Equity funds lag own benchmarks

A majority of equity funds underperformed their benchmark indices over a five-year period. About 64 per cent of large-cap equity funds underperformed the S&P CNX Nifty index over the five-year period ended June 2010, a study by Standard & Poor (S&P) and Crisil revealed. Majority of hybrid and debt funds, however, outperformed their respective benchmarks.

According to the study – S&P and Crisil Index Versus Active Funds Scorecard – almost two-thirds of the equity-oriented funds across both large-cap and equity-linked saving scheme (ELSS) categories underperformed the benchmark index over a five-year period, whereas a majority of diversified funds outperformed.

Over a shorter duration (one year and three years), the recent recovery in the equity market translated to a large proportion of equity-oriented funds outperforming their respective benchmark indices.

Equity funds have relatively low survivorship (retention), except the ELSS category, as it has a mandatory three-year lock-in for the investor due to its inherent status as a tax saving instrument.

Over a five-year period, almost 60 per cent of the funds outperformed their benchmark indices in the hybrid categories (equity and debt-oriented).

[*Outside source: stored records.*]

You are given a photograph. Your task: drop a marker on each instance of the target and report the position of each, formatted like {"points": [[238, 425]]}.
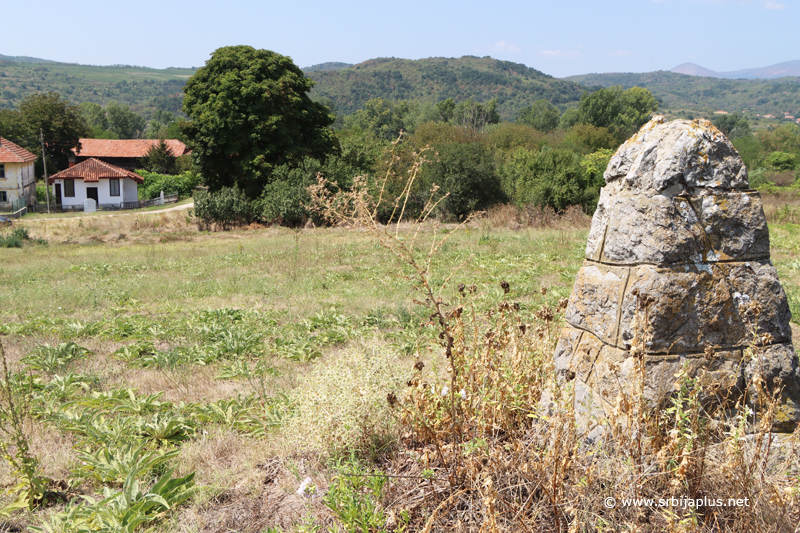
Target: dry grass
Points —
{"points": [[487, 460], [532, 216]]}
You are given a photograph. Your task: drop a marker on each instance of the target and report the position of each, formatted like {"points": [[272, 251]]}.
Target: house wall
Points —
{"points": [[19, 181], [127, 188], [130, 189]]}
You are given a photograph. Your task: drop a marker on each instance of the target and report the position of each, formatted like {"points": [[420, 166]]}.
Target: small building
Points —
{"points": [[17, 179], [124, 153], [108, 185]]}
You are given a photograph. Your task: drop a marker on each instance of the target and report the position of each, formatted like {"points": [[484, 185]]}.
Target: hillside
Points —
{"points": [[706, 94], [780, 70], [434, 79], [143, 89]]}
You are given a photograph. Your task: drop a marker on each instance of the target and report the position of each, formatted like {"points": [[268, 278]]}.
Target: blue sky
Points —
{"points": [[558, 37]]}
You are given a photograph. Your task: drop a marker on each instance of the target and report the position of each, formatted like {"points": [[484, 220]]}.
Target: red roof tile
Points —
{"points": [[11, 153], [95, 170], [125, 147]]}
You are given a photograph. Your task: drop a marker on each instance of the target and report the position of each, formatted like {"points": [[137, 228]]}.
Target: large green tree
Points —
{"points": [[124, 122], [542, 115], [250, 112], [623, 112], [61, 122]]}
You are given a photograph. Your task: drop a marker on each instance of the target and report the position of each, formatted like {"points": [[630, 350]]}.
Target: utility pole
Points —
{"points": [[44, 163]]}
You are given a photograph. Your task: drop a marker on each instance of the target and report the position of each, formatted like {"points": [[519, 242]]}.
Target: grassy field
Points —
{"points": [[238, 364]]}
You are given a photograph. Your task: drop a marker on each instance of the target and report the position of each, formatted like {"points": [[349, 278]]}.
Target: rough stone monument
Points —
{"points": [[678, 276]]}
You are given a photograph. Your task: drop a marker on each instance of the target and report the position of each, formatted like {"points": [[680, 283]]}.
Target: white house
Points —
{"points": [[107, 184], [17, 179]]}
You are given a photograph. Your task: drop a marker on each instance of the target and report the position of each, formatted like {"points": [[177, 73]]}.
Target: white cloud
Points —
{"points": [[503, 46], [766, 4], [559, 53]]}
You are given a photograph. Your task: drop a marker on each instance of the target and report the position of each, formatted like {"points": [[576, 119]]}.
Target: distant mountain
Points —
{"points": [[326, 66], [24, 59], [780, 70], [144, 89], [707, 94], [437, 78], [694, 70]]}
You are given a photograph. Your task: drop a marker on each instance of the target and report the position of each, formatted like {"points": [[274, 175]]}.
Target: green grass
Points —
{"points": [[214, 354]]}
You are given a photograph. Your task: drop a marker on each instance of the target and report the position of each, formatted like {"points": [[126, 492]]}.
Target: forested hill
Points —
{"points": [[143, 89], [702, 94], [434, 79]]}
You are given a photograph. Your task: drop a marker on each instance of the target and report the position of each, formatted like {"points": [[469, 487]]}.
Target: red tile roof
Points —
{"points": [[125, 147], [11, 153], [95, 170]]}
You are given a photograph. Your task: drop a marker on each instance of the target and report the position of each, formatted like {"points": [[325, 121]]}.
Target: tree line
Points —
{"points": [[259, 141]]}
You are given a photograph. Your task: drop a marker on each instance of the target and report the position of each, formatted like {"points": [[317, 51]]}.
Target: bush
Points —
{"points": [[466, 173], [282, 203], [182, 184], [226, 207], [17, 238], [554, 178]]}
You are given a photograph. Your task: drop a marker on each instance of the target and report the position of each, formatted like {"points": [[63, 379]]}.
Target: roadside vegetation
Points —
{"points": [[359, 377]]}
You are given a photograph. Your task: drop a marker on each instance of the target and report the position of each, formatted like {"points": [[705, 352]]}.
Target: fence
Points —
{"points": [[18, 208]]}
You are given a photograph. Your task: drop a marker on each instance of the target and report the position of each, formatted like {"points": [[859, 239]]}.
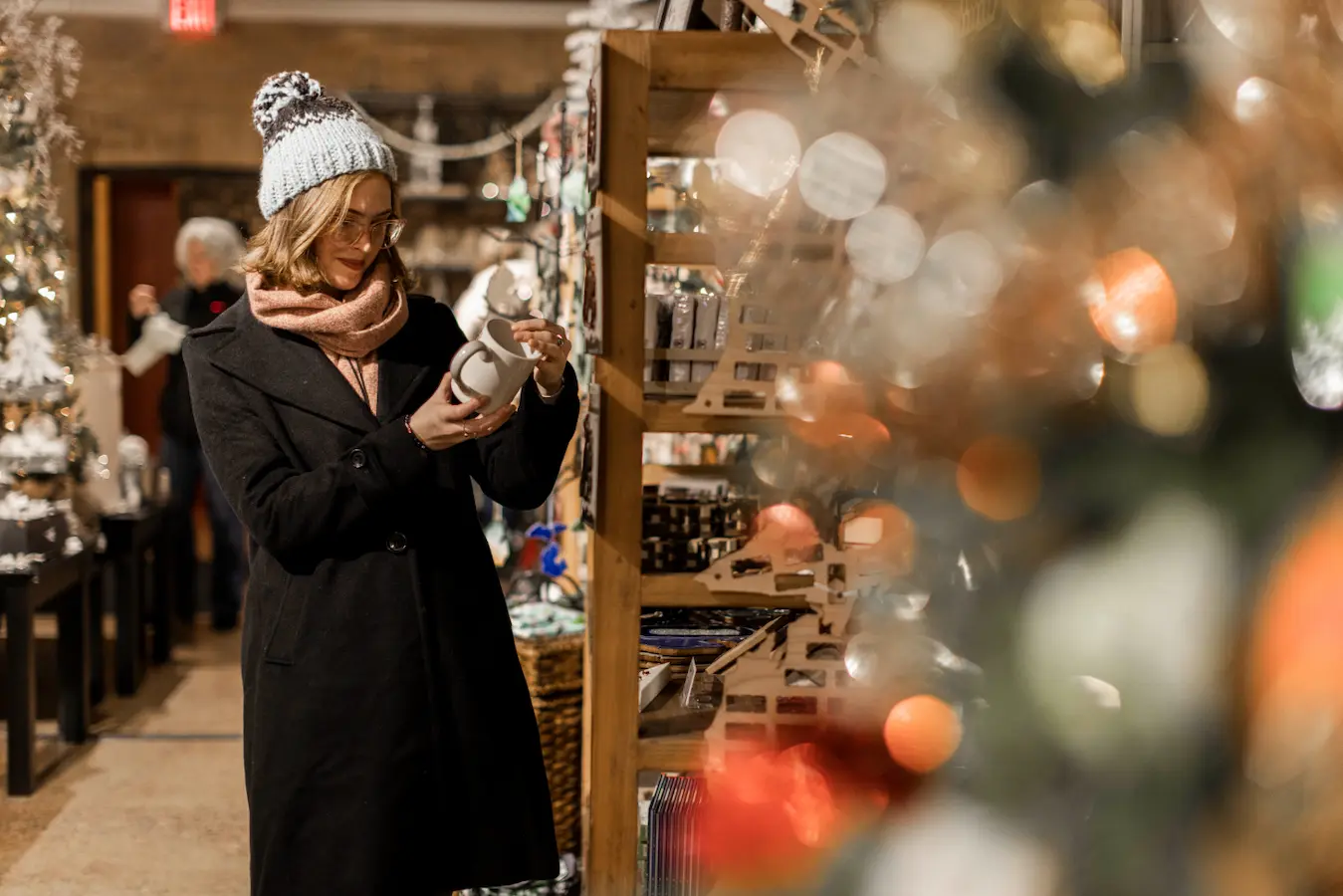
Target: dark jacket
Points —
{"points": [[389, 742], [195, 308]]}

This rose to around 75 per cent in the case of equity-oriented hybrids and 65 per cent in the case of debt-oriented hybrids over a one-year time frame. The superior fund performance was also supplemented with a high survivorship rate. Both hybrid categories had survivorship rates in excess of 90 per cent across time frames.

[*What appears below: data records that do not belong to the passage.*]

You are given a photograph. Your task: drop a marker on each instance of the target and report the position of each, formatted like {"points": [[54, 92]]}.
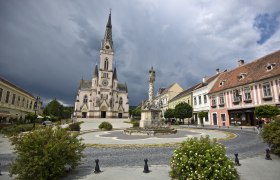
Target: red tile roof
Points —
{"points": [[252, 72]]}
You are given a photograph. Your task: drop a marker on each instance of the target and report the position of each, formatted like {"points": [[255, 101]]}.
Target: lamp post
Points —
{"points": [[35, 109]]}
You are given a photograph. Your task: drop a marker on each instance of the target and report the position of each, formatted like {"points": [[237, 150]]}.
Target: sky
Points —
{"points": [[47, 46]]}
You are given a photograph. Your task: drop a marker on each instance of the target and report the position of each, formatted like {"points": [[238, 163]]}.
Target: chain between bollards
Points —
{"points": [[146, 168], [97, 168], [267, 156]]}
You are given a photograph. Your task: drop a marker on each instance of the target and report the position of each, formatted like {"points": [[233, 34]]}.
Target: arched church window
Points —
{"points": [[106, 64], [120, 101], [85, 99]]}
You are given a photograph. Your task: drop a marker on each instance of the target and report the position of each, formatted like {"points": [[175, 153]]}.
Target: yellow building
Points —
{"points": [[184, 96], [15, 102], [165, 94]]}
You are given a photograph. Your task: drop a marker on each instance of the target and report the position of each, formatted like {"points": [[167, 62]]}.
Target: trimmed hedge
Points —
{"points": [[202, 159], [105, 126]]}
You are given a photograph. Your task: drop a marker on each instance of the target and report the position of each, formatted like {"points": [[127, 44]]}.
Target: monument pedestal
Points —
{"points": [[150, 118]]}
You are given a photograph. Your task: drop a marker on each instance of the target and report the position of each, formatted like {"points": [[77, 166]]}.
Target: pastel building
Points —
{"points": [[236, 93]]}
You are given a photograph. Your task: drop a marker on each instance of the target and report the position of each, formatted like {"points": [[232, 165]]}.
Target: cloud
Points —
{"points": [[46, 47]]}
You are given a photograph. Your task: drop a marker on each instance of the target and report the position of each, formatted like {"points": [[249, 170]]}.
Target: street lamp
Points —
{"points": [[35, 109]]}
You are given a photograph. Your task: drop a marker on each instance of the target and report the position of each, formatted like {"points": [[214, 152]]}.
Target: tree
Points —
{"points": [[31, 116], [202, 115], [44, 153], [183, 110], [54, 108], [169, 113], [266, 111]]}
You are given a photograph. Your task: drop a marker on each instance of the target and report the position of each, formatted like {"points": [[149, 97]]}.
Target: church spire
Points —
{"points": [[108, 39]]}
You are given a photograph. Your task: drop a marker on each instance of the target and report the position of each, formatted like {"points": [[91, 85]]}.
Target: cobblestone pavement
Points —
{"points": [[247, 144]]}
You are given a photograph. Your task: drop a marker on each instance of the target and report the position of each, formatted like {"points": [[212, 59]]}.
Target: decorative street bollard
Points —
{"points": [[237, 160], [267, 156], [146, 168], [97, 168]]}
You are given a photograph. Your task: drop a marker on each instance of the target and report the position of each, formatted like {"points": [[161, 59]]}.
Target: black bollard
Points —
{"points": [[237, 160], [146, 168], [267, 156], [97, 168]]}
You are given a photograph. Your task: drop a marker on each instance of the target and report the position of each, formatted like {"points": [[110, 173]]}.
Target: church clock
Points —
{"points": [[105, 83]]}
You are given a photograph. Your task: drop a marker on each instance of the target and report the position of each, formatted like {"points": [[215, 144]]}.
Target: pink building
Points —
{"points": [[236, 93]]}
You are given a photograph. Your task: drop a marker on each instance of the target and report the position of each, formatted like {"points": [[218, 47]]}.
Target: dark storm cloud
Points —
{"points": [[46, 47]]}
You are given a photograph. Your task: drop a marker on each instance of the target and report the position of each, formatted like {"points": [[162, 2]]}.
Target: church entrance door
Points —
{"points": [[103, 114]]}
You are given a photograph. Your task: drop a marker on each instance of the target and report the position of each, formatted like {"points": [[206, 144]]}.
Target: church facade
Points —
{"points": [[103, 96]]}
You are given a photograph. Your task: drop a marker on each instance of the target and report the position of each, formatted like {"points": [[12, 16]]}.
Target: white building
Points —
{"points": [[201, 99], [103, 96]]}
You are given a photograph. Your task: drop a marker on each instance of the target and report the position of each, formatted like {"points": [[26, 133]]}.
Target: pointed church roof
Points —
{"points": [[115, 74], [95, 71], [108, 33]]}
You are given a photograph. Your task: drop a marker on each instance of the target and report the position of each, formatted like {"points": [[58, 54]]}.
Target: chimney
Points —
{"points": [[240, 63], [217, 71]]}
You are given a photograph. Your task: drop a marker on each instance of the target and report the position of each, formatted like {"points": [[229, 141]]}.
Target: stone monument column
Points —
{"points": [[152, 75]]}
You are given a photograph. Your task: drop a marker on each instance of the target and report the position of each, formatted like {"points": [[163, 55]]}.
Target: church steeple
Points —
{"points": [[107, 42]]}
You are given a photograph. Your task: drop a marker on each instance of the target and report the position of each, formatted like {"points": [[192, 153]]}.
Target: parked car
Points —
{"points": [[47, 123]]}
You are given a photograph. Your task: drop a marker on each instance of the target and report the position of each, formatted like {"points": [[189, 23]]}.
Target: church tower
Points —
{"points": [[103, 96]]}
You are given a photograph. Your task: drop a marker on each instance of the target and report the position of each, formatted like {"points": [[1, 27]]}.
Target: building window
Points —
{"points": [[1, 93], [106, 64], [18, 103], [236, 96], [214, 101], [247, 93], [13, 99], [266, 90], [223, 117], [7, 97], [85, 99], [222, 100], [205, 98]]}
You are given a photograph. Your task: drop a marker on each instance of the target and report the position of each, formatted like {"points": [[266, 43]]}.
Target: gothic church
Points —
{"points": [[103, 96]]}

The study also revealed that asset-weighted returns have been higher than equal-weighted returns acr­oss categories, except for gilt funds. Large-cap and diversified funds exhibited the least survivorship rate out of all fund categories studied.

Mukesh Agarwal, director – research, Crisil, said, “Asset-weighted returns continue to be superior to equal-weighted returns across most categories underlining the fact that larger funds delivered higher returns. This signifies that the size of the scheme is an important parameter while choosing schemes for investments.” The result is most notable in hybrid categories.

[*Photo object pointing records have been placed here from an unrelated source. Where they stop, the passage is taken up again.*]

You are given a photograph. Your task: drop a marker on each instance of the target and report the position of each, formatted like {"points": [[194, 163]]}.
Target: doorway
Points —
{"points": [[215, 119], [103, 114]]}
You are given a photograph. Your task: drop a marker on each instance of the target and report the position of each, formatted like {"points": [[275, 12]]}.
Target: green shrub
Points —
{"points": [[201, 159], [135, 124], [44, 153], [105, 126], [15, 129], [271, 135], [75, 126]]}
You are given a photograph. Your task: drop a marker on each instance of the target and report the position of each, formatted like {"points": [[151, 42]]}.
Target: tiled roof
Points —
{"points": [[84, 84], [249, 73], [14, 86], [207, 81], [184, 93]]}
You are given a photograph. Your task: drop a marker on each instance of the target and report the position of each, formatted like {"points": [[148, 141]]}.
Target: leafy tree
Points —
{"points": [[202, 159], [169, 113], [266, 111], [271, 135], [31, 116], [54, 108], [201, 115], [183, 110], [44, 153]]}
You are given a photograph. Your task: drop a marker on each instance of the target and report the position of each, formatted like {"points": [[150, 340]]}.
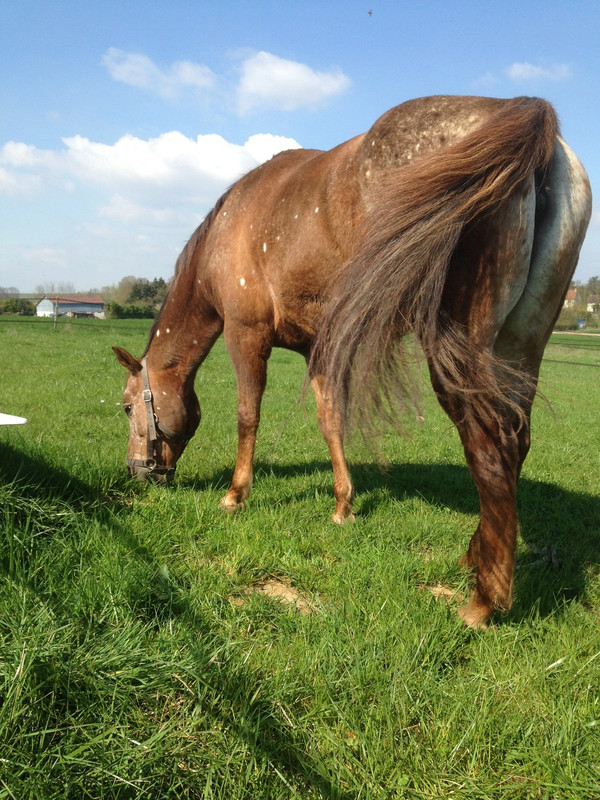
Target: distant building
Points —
{"points": [[571, 299], [593, 305], [70, 305]]}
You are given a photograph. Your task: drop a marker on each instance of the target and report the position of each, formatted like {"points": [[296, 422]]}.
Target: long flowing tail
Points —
{"points": [[395, 282]]}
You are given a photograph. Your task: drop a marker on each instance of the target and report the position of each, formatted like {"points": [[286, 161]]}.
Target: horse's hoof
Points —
{"points": [[231, 506], [475, 615], [341, 519]]}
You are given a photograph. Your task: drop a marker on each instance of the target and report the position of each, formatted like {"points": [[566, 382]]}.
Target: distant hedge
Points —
{"points": [[15, 305]]}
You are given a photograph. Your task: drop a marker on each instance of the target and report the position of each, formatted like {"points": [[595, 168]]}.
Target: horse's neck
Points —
{"points": [[175, 339]]}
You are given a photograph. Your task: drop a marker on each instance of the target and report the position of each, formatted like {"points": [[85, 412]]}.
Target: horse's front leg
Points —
{"points": [[249, 350]]}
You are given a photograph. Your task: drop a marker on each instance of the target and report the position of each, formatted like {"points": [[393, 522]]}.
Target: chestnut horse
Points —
{"points": [[458, 219]]}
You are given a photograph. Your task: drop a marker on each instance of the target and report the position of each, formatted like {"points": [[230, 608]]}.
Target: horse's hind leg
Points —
{"points": [[494, 451], [249, 349], [331, 429]]}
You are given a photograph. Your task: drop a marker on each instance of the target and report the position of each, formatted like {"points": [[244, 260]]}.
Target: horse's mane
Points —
{"points": [[185, 257], [186, 254]]}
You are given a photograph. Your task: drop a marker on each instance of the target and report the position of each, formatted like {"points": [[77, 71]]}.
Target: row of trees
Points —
{"points": [[17, 305]]}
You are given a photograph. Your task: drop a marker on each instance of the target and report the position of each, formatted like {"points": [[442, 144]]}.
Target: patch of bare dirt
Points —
{"points": [[441, 592], [281, 592]]}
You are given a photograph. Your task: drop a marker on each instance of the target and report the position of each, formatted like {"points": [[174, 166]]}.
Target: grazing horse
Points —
{"points": [[458, 219]]}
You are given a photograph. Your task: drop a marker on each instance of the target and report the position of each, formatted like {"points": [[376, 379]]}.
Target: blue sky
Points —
{"points": [[121, 122]]}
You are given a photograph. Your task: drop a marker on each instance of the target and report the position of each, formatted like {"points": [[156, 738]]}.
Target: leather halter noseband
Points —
{"points": [[150, 464]]}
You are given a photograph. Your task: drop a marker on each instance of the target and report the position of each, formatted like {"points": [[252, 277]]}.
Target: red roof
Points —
{"points": [[76, 298]]}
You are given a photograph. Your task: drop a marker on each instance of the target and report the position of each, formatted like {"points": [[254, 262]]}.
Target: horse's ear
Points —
{"points": [[127, 360]]}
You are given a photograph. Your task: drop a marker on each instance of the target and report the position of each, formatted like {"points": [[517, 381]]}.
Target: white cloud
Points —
{"points": [[267, 81], [523, 72], [271, 82], [136, 69], [170, 167]]}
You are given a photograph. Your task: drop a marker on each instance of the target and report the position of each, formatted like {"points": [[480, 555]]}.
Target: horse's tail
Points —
{"points": [[395, 282]]}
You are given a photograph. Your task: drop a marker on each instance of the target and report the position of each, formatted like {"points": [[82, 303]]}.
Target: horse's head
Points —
{"points": [[163, 415]]}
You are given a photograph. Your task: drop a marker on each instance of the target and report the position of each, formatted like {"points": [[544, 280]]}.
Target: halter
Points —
{"points": [[150, 464]]}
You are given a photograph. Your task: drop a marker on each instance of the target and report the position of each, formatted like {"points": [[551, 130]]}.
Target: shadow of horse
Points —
{"points": [[559, 528], [32, 482]]}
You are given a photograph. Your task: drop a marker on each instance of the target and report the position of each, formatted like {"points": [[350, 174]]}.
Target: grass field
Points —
{"points": [[153, 647]]}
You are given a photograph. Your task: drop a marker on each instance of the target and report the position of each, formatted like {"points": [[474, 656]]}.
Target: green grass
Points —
{"points": [[136, 662]]}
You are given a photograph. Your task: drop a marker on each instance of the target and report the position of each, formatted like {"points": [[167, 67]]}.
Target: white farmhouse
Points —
{"points": [[70, 305]]}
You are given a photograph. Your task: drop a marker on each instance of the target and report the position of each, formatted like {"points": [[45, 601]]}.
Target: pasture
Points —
{"points": [[151, 646]]}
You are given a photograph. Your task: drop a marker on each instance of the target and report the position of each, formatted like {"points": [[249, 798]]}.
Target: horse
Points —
{"points": [[458, 220]]}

Tarun Bhatia, director – capital markets, Crisil, said, “During 2003 to 2007, the Indian mutual fund industry saw a surge of new fund offers, as fund houses capitalised on the buoyant equity market. However, the market meltdown of 2008 led to funds consolidating, leading to low survivorship rates in the equity category.”

On the fixed income fro­nt, gilt funds underperfor­med the Crisil Gilt Index ac­ross all time frames. Seventy one per cent of the gilt funds trailed the benchmark indices in the last one year. On the other hand, long-term debt funds surpassed the Crisil benchmark across the three and five-year periods. Both categories also enjoyed very high survivorship rates.